Auditorias realizadas pelo Tribunal de Contas do Estado de Santa Catarina também recomendaram a desativação completa das lagoas, a recuperação da área degradada e a adoção de uma alternativa ambientalmente adequada para a destinação final dos efluentes.
Os pedidos do MPSC na ação
Na ação civil pública, a 22ª Promotoria de Justiça requer, entre outras medidas:
· a cessação do lançamento de efluentes no interior do parque e em áreas tombadas;
· a substituição integral das lagoas de evapoinfiltração por solução definitiva fora da unidade de conservação;
· a elaboração e execução de projeto de recuperação de área degradada (PRAD);
· a implementação de monitoramento contínuo do lençol freático;
· a responsabilização dos réus pelos danos ambientais causados, inclusive de natureza moral coletiva;
· a suspensão imediata de novas licenças, autorizações, alvarás e “habite-se” para construções ou ampliações na área de influência da ETE da Lagoa da Conceição, enquanto uma solução definitiva para a disposição dos efluentes não for implementada e comprovadamente operacionalizada;
· a instalação de cinco placas informativas, com dimensões mínimas de 2m x 2m, em locais de grande circulação no entorno das lagoas, com dados do processo judicial e advertência explícita sobre a poluição ambiental proveniente das estruturas;
· a condenação da CASAN ao pagamento de indenização por dano moral ambiental coletivo, em valor não inferior a R$ 10 milhões, a ser integralmente revertido em favor do Parque Natural Municipal das Dunas da Lagoa da Conceição, mediante conta específica vinculada exclusivamente à implementação e execução do plano de manejo da unidade de conservação.
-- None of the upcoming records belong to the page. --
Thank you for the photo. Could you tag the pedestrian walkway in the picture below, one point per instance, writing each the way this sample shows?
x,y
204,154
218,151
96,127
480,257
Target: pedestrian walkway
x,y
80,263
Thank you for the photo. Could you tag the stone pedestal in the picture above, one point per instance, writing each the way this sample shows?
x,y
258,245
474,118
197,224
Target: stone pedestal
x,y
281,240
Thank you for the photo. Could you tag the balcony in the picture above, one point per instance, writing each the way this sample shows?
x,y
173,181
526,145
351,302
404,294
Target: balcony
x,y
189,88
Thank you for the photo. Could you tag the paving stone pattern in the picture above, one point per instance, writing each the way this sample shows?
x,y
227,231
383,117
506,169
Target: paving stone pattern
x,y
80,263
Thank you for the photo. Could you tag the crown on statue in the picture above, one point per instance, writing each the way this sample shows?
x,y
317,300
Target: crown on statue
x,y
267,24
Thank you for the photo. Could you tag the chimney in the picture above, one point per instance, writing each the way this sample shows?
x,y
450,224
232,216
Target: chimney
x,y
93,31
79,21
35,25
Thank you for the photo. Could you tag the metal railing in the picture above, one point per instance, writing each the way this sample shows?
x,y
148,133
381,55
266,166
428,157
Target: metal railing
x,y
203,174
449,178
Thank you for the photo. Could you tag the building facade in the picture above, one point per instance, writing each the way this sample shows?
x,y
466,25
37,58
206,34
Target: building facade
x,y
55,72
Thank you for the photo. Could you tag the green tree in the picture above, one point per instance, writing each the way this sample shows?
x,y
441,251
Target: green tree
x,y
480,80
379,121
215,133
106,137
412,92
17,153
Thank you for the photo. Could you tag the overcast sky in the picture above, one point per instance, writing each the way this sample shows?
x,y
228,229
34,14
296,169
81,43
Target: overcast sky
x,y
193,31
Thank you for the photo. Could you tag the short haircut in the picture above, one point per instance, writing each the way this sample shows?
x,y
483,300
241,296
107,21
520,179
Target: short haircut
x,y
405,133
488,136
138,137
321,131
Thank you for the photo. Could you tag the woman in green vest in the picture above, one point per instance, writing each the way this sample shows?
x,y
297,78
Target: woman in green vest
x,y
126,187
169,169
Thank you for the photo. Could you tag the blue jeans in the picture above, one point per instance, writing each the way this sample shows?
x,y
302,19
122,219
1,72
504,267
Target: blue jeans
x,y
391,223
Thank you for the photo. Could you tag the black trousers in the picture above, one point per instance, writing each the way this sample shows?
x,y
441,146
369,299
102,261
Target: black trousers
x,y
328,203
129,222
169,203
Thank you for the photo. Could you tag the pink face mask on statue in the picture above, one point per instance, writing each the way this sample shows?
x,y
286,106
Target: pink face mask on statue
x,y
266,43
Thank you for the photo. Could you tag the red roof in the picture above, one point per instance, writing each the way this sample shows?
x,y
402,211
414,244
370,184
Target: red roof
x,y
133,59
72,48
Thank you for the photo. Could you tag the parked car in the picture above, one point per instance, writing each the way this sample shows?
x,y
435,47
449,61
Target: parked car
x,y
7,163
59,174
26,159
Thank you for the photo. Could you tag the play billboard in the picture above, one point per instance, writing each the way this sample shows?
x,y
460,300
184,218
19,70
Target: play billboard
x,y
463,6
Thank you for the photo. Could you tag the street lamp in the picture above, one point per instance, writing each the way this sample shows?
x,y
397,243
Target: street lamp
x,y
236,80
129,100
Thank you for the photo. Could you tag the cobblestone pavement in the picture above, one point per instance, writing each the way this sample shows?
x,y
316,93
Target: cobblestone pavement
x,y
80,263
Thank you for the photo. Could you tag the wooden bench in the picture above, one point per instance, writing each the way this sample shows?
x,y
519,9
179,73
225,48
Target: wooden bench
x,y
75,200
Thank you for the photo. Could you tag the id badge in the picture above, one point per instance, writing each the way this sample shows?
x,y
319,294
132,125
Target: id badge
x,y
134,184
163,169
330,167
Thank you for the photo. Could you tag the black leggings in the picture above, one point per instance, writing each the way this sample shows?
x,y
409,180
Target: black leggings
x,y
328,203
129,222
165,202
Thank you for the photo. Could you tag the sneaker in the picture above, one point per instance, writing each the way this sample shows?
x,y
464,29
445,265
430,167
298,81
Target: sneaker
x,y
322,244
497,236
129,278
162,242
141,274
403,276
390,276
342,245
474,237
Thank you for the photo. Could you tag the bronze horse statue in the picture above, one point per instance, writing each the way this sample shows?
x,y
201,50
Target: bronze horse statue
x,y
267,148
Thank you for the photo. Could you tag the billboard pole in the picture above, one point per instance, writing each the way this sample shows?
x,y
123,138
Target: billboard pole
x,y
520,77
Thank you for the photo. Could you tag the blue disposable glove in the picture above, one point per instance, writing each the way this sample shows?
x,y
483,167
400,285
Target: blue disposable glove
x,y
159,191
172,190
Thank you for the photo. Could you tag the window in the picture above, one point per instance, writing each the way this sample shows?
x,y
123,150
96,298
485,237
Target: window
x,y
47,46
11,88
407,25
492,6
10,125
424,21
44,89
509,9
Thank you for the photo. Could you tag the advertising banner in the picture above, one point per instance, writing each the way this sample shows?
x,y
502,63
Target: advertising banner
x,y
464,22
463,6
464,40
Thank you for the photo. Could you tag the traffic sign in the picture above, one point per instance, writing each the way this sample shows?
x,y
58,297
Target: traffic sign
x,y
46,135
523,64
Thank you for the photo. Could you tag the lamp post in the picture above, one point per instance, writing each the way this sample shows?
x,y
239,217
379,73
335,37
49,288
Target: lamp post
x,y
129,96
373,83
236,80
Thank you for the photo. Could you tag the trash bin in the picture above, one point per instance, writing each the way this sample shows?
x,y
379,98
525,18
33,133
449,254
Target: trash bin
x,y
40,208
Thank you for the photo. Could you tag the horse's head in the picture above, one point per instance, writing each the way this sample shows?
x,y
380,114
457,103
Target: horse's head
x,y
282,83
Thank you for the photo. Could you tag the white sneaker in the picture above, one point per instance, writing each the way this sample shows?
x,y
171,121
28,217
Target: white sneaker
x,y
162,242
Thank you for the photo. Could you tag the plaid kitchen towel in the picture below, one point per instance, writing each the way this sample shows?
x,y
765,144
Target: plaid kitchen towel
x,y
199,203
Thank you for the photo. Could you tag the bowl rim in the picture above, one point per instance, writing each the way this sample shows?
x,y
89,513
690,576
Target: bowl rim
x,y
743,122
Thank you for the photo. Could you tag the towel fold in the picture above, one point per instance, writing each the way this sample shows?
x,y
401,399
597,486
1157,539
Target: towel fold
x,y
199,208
Embora reconheça a essencialidade do serviço de saneamento básico, o Ministério Público sustenta que a manutenção de soluções ilegais ou ambientalmente incompatíveis não é admissível, sobretudo em áreas especialmente protegidas. Para o MPSC, o caso exige intervenção judicial estruturante, capaz de conciliar o direito ao saneamento com a proteção do meio ambiente ecologicamente equilibrado, garantido pela Constituição Federal.
A ação aguarda apreciação do Poder Judiciário, que deverá analisar o pedido de liminar e, posteriormente, o mérito das responsabilidades apontadas.